By Tara Carman, Vancouver Sun

Canada has become a country that favours temporary over permanent residents, exploits would-be immigrants for cheap labour and draws international criticism for its treatment of refugees under the current federal government, charged a report released Tuesday.

By Tara Carman, Vancouver Sun

Canada has become a country that favours temporary over permanent residents, exploits would-be immigrants for cheap labour and draws international criticism for its treatment of refugees under the current federal government, charged a report released Tuesday.

“Immigration … which is the idea of immigrants coming to Canada, having permanent residency, eventually becoming citizens, does not exist in Canada,” said Harsha Walia, a co-author of the report entitled Never Home: Legislating Discrimination in Canadian Immigration. “There are more people who come on temporary permits than those who immigrate permanently. Even those who do immigrate permanently have what’s increasingly becoming conditional permanent residency,” she said, citing changes which allow a sponsored spouse to lose permanent residence if the relationship ends within two years as one example affecting vulnerable immigrant women in particular.

In 2008, the number of temporary residents entering Canada exceeded the number of permanent residents for the first time, the report notes.

Former immigration minister Jason Kenney called the notion that permanent residents are being eclipsed by temporary residents in the workforce “complete rubbish,” accusing the group behind the report, No One Is Illegal, of being a “Trotskyite, anarchist organization” opposed to any and all immigration laws.

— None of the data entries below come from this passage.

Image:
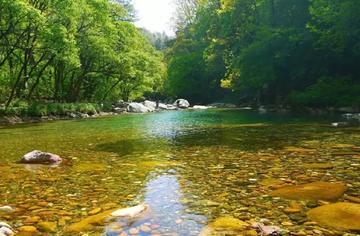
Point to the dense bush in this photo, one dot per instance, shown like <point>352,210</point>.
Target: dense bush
<point>44,109</point>
<point>329,91</point>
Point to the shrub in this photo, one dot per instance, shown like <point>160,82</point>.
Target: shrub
<point>329,91</point>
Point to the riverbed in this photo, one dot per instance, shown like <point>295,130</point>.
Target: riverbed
<point>189,167</point>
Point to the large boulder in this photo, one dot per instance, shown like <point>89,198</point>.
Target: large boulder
<point>150,104</point>
<point>137,108</point>
<point>222,105</point>
<point>182,103</point>
<point>198,107</point>
<point>163,106</point>
<point>342,216</point>
<point>312,191</point>
<point>39,157</point>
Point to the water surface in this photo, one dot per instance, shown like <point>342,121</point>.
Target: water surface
<point>190,167</point>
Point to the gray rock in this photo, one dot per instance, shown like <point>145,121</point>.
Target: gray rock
<point>182,103</point>
<point>137,108</point>
<point>119,110</point>
<point>171,107</point>
<point>39,157</point>
<point>163,106</point>
<point>197,107</point>
<point>222,105</point>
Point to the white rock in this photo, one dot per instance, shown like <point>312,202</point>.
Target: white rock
<point>150,104</point>
<point>137,108</point>
<point>163,106</point>
<point>130,212</point>
<point>181,103</point>
<point>171,107</point>
<point>200,107</point>
<point>39,157</point>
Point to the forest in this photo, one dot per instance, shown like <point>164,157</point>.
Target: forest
<point>74,51</point>
<point>284,52</point>
<point>251,52</point>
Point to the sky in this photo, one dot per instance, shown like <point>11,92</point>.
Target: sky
<point>154,15</point>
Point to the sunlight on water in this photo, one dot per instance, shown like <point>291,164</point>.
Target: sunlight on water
<point>189,167</point>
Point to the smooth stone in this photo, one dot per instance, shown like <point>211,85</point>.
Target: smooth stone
<point>137,108</point>
<point>131,211</point>
<point>95,211</point>
<point>32,219</point>
<point>5,231</point>
<point>6,209</point>
<point>28,229</point>
<point>47,226</point>
<point>39,157</point>
<point>182,103</point>
<point>341,216</point>
<point>318,166</point>
<point>88,223</point>
<point>133,231</point>
<point>226,223</point>
<point>352,199</point>
<point>312,191</point>
<point>145,228</point>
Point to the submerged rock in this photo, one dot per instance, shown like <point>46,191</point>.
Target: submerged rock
<point>131,211</point>
<point>312,191</point>
<point>47,226</point>
<point>266,229</point>
<point>341,216</point>
<point>39,157</point>
<point>6,209</point>
<point>99,219</point>
<point>224,224</point>
<point>89,222</point>
<point>181,103</point>
<point>5,229</point>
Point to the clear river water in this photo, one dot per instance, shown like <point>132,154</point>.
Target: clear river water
<point>189,167</point>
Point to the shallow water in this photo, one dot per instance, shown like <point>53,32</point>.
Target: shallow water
<point>190,167</point>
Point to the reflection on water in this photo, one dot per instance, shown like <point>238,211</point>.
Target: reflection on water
<point>190,167</point>
<point>167,214</point>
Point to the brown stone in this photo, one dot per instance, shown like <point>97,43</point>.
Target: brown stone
<point>312,191</point>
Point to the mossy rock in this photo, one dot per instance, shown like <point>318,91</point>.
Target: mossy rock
<point>341,216</point>
<point>312,191</point>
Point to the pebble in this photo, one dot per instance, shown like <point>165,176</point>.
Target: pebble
<point>95,211</point>
<point>145,228</point>
<point>47,226</point>
<point>133,231</point>
<point>28,229</point>
<point>6,209</point>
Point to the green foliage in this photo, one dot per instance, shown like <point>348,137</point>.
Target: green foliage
<point>74,51</point>
<point>329,91</point>
<point>269,51</point>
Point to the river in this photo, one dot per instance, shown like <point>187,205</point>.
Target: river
<point>190,167</point>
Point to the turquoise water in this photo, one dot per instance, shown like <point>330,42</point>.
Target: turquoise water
<point>190,167</point>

“When they dishonestly claim that we have displaced permanent residency migration with temporary residency, they are, as with everything, lying … The average annual number of permanent residents admitted to Canada since the Conservative government took office has been close to 260,000, which is a record high, the highest sustained level in our history.”

He said the number of temporary residents are up because Canada has issued more permits for visitors and students.

Citizenship and Immigration Canada figures show that 279,565 temporary workers came to Canada in 2013. This figure does not include foreign students or visitors. The same year, Canada welcomed 258,953 permanent residents.

The majority of temporary workers came under the International Mobility Program, a youth exchange program based on reciprocal agreements with other wealthy countries, and the temporary foreign worker program.

The latter was overhauled after media reports revealed some employers were using it to hire foreigners instead of Canadians at lower wages. The Conservative government brought in a number of reforms aimed at protecting Canadian workers and punishing employers found to have broken the rules. None of these reforms, however, address the precarious status of migrant workers whose residency in Canada is often tied to a single employer, creating a situation ripe for abuse, the report argues.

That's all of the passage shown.